It is unclear whether the country’s erratic president Alexander Lukashenko will try to invoke the highest sentence against the 26-year old journalist. But Mr Protasevich has plenty of reasons to be concerned.
As a former editor and co-founder of Nexta (“someone”), the pre-eminent opposition platform during last year’s protests, he regularly invoked the autocrat’s ire at a moment when he was at his weakest. Now emboldened by Russian support, Mr Lukashenko is seeking revenge.
A spokesman said the disputed president personally supervised the astonishing operation, dispatching MiG-29 fighter jets and apparently giving the order to pass on a false bomb alert to the Ryanair crew.
Last year, when the Belarusian opposition staged an improbable campaign to unseat the 26-year dictator following August’s elections that Lukashenko in all likelihood lost by a landslide, Mr Protasevich’s Nexta was the go-to platform for information. It published incriminating videos of state violence, advertised protest helplines and leaked personal details of riot police officers identified in Mr Lukashenko’s brutal crackdown.
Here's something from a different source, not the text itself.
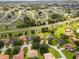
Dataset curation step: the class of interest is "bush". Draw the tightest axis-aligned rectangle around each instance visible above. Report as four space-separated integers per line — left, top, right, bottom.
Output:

When it came to rallies, one post on Nexta was enough to send protesters one way. And another – to turn them back. So great was Nexta’s influence on the streets that critics even suggested Mr Protasevich and co-founder Stepan Putilo were separated from reality, operating protests from their small offices in Poland like a Black Mirror-type computer game.
In a previously unpublished interview he gave me in August, Mr Protasevich said Nexta had “no option” but to step up and open its resources to the opposition movement. At the time of protests, the publication had already massed a large audience as a modern, application-based media.
When Mr Lukashenko started blocking large parts of the traditional internet, Nexta, which used the encrypted app Telegram, came into its own. Within days, it built up a huge readership and briefly became the most popular media in the post-Soviet space. By the end of September, it had registered more than a billion hits.
Pioneering new technology and horizontal protest structures – without tiers of hierarchy – the contrast between Nexta and clumsy state propaganda could not have been sharper.
“We realised it was our time,” the journalist said. “We saw that those who had the potential to be a protest leader were either in prison or under surveillance. It was our time to step up.”
Mr Protasevich always rejected claims that Nexta directly coordinated the protests. What they did was curate readers’ content and leaks, he said: “We take ideas that people give us, work them up, cross-check and present them to the people.”
At the height of the demonstrations, the Nexta team was receiving 10,000 messages an hour, many from sources inside the regime. That gave its editors unique insights into the fears, aspirations and numbers of independent Belarusians, he said.
Back then, Mr Protasevich predicted the powers of the internet meant that Mr Lukashenko’s time was running out fast.
“The internet is an untameable instrument that you can apply to consolidate society and organise,” he said. “I’ve no doubt Lukashenko will fall – and he will fall within weeks.”
Eight months on, the moustachioed leader is still standing, however, and – to Mr Protasevich’s great misfortune – largely in control of what lies ahead.